This is a FACT Table in a Data Warehouse
It has a composite index as follows
ALTER TABLE [dbo].[Fact_Data]
ADD CONSTRAINT [PK_Fact_Data]
PRIMARY KEY CLUSTERED
(
[Column1_VarChar_10] ASC,
[Column2_VarChar_10] ASC,
[Column3_Int] ASC,
[Column4_Int] ASC,
[Column5_VarChar_10] ASC,
[Column6_VarChar_10] ASC,
[Column7_DateTime] ASC,
[Column8_DateTime] ASC
)WITH (PAD_INDEX = OFF, STATISTICS_NORECOMPUTE = OFF,
SORT_IN_TEMPDB = OFF, IGNORE_DUP_KEY = OFF, ONLINE = OFF,
ALLOW_ROW_LOCKS = ON, ALLOW_PAGE_LOCKS = ON
) ON [PRIMARY]
GO
In this structure, all of the varchar 10 columns have numeric values only.
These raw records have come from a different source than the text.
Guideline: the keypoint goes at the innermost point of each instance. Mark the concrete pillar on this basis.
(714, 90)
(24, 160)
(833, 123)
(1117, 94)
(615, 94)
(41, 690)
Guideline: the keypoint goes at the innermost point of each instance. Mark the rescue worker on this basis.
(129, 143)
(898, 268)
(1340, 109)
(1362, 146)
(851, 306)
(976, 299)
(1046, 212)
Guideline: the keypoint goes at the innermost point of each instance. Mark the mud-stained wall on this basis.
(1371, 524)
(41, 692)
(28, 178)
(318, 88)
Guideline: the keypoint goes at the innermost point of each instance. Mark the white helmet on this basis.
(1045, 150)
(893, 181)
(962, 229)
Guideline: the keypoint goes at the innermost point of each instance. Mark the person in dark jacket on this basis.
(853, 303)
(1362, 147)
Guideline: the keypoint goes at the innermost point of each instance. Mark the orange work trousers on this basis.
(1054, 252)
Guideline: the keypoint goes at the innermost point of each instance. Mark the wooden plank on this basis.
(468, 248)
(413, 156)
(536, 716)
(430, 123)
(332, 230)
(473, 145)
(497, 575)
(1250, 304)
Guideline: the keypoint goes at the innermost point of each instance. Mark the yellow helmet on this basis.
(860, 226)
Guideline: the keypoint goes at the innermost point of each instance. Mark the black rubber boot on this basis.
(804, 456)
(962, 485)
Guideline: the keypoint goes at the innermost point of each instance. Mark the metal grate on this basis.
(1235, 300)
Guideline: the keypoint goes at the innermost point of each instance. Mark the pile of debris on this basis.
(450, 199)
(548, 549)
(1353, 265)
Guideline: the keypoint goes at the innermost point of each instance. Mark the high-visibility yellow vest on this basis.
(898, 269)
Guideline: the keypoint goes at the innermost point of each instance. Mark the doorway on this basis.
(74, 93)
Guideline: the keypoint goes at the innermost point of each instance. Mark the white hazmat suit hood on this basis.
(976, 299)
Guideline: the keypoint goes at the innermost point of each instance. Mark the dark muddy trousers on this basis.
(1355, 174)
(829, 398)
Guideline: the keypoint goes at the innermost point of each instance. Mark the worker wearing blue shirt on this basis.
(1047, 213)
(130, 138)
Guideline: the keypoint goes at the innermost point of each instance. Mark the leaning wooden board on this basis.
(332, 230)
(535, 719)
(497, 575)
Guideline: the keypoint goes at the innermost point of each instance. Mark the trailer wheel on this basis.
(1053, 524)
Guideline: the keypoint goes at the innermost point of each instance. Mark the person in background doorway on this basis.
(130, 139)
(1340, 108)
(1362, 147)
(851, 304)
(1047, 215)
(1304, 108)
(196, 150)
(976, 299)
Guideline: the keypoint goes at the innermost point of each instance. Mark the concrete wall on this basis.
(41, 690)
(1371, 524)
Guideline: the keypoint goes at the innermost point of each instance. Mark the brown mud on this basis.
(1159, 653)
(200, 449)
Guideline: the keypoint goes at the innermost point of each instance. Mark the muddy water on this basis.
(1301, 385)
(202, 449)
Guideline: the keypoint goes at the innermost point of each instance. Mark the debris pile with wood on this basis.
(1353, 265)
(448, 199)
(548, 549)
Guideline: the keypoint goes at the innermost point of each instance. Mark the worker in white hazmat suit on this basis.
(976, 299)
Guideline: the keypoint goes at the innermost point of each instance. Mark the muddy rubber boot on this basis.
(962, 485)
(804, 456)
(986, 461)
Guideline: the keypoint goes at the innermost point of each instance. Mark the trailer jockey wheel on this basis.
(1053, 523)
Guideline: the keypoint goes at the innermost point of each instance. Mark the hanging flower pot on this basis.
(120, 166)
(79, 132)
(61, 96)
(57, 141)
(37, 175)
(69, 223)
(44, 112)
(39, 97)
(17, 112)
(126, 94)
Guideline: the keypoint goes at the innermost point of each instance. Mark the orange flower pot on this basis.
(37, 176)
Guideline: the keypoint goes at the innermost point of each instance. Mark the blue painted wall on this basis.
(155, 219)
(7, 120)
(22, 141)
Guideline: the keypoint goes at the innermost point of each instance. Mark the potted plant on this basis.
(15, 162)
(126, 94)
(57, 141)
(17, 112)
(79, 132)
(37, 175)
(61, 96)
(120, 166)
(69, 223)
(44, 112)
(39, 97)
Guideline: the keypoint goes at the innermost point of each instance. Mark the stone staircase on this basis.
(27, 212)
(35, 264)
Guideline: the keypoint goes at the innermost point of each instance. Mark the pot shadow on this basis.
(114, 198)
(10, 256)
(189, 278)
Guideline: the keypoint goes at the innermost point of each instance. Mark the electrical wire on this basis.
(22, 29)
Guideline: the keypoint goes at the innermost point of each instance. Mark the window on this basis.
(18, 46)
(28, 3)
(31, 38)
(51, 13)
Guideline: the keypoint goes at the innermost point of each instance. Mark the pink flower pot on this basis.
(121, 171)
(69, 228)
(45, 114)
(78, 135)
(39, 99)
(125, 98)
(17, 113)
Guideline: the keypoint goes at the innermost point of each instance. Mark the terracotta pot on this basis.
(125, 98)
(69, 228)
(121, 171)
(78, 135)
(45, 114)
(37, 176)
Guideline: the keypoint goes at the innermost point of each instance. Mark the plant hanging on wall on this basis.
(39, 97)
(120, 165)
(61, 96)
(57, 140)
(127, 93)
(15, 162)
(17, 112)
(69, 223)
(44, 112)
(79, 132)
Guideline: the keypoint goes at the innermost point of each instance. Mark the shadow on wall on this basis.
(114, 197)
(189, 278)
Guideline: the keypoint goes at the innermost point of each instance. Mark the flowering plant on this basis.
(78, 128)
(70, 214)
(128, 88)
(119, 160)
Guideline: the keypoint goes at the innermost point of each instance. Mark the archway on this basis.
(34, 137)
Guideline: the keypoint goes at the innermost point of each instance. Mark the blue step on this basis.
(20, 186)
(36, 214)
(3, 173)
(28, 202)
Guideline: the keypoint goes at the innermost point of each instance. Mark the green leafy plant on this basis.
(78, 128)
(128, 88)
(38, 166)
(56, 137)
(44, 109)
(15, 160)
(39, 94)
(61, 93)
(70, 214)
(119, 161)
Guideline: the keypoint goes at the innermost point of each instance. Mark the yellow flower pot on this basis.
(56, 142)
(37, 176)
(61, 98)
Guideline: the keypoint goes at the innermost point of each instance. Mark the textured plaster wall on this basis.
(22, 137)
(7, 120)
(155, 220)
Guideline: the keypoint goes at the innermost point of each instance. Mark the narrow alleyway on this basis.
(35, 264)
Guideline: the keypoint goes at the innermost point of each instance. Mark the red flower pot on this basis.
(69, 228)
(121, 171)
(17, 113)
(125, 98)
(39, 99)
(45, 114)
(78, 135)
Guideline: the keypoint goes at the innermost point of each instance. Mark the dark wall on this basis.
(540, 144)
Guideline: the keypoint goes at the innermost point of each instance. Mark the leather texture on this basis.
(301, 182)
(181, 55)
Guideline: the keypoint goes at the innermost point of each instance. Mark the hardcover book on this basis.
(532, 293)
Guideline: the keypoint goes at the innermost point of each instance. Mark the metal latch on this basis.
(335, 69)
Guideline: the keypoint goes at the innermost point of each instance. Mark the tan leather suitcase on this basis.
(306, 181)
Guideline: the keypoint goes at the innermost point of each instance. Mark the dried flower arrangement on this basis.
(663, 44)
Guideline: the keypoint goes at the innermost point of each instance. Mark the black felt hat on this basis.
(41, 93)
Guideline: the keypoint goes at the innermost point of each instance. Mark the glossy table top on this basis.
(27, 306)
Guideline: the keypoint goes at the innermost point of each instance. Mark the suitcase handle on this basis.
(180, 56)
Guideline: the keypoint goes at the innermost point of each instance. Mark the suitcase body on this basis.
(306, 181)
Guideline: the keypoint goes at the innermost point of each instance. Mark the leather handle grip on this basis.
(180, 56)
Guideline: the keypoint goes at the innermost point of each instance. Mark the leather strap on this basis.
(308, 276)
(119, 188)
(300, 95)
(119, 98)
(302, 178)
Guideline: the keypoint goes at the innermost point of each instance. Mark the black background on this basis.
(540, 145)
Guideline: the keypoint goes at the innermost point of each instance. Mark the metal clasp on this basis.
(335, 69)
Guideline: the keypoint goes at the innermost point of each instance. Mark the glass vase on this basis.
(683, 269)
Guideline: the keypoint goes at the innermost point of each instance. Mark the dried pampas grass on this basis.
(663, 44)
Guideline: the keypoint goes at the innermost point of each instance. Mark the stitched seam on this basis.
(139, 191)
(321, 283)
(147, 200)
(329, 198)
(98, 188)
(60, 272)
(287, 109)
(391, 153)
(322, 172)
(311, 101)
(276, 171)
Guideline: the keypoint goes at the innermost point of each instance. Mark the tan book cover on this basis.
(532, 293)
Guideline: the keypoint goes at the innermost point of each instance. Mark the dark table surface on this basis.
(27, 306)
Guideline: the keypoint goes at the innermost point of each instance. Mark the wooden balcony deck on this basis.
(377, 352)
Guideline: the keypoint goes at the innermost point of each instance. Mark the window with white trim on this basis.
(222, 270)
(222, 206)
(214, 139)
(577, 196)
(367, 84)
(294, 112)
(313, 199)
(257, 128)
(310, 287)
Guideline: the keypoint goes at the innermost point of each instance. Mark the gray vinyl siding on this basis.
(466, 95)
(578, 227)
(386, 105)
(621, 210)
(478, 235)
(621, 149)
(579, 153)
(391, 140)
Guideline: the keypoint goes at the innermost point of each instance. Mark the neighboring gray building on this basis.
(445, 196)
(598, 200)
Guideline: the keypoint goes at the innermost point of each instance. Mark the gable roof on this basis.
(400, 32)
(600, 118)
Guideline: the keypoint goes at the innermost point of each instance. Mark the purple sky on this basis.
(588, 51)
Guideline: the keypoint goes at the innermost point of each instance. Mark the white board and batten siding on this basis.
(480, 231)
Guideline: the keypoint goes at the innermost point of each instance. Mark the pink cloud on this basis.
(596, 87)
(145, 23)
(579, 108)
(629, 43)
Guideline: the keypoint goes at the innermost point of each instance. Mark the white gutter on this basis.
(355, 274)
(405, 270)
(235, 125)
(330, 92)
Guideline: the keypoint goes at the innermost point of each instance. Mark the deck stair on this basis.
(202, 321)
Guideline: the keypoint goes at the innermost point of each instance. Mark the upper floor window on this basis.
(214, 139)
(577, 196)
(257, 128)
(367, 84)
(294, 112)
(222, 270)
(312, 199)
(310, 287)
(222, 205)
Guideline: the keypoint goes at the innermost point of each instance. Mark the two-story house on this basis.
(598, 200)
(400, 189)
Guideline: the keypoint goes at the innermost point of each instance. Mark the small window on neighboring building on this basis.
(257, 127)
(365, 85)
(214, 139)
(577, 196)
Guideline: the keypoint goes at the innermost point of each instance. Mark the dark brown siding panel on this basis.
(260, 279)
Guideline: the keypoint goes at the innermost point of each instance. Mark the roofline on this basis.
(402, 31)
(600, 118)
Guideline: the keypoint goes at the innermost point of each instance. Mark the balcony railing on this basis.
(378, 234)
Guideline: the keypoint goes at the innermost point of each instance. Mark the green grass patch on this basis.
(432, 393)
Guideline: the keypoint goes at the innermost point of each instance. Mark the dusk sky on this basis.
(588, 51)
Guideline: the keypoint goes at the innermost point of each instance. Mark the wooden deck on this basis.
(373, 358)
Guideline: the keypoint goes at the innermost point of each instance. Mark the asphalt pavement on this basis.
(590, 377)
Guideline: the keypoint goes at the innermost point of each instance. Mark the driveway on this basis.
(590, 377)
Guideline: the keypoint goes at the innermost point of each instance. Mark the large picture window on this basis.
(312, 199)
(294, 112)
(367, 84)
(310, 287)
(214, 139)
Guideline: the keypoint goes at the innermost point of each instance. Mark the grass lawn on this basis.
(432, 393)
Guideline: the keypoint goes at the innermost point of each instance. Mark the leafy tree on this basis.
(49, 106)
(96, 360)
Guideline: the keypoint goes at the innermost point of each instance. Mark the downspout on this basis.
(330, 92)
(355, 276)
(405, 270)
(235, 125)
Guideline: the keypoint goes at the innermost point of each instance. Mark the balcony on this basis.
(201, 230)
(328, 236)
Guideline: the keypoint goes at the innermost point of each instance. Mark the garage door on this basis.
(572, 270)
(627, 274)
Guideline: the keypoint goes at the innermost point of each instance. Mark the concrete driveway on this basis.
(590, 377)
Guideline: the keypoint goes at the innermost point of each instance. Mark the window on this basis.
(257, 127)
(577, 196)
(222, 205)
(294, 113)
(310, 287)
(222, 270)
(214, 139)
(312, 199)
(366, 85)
Is it going to be beneficial for me to change this 78 million row structure to hold BIGINT instead of VARCHAR in terms of querying and indexing?
Any other benefits / drawbacks that I should consider?
You should DEFINITELY introduce a surrogate
INT IDENTITY()primary key!!INT already gives you potentially up to 2 billion rows – isn’t that enough??
This primary key / clustered key on SQL Server will be up to 64 bytes in size (instead of 4, for a INT) – which will make your clustered index AND all your non-clustered index be bloated beyond recognition. The whole clustering key (all your 8 columns) will be included on every single page of every single non-clustered index on that table – wasting lots and lots of space for sure.
So on any given index table, you would have up to 16 times more entries with a surrogate INT clustered key – that means lots less I/O, lots less time wasted reading index pages.
And just imagine trying to establish a foreign-key relationship to that table…. any child table would have to have all 8 columns of your primary key as foreign key columns, and specify all 8 columns in every join – what a nightmare!!
At 78 million rows, even just changing the clustering key to INT IDENTITY will save you up to 60 bytes per row – that alone would come out to be up to 4 GByte of disk space (and RAM usage in your server). And that’s not even beginning to calculate the savings on the non-clustered indices…….
And of course, yes, I would also change the VARCHAR(10) to INT or BIGINT – if it’s a number, make the field type numeric – no point in leaving it at VARCHAR(10), really. But that alone is not going to make a huge difference in terms of speed or performance – it just makes working with the data that much easier (don’t have to always cast around to numeric types when e.g. comparing values and so forth).
Marc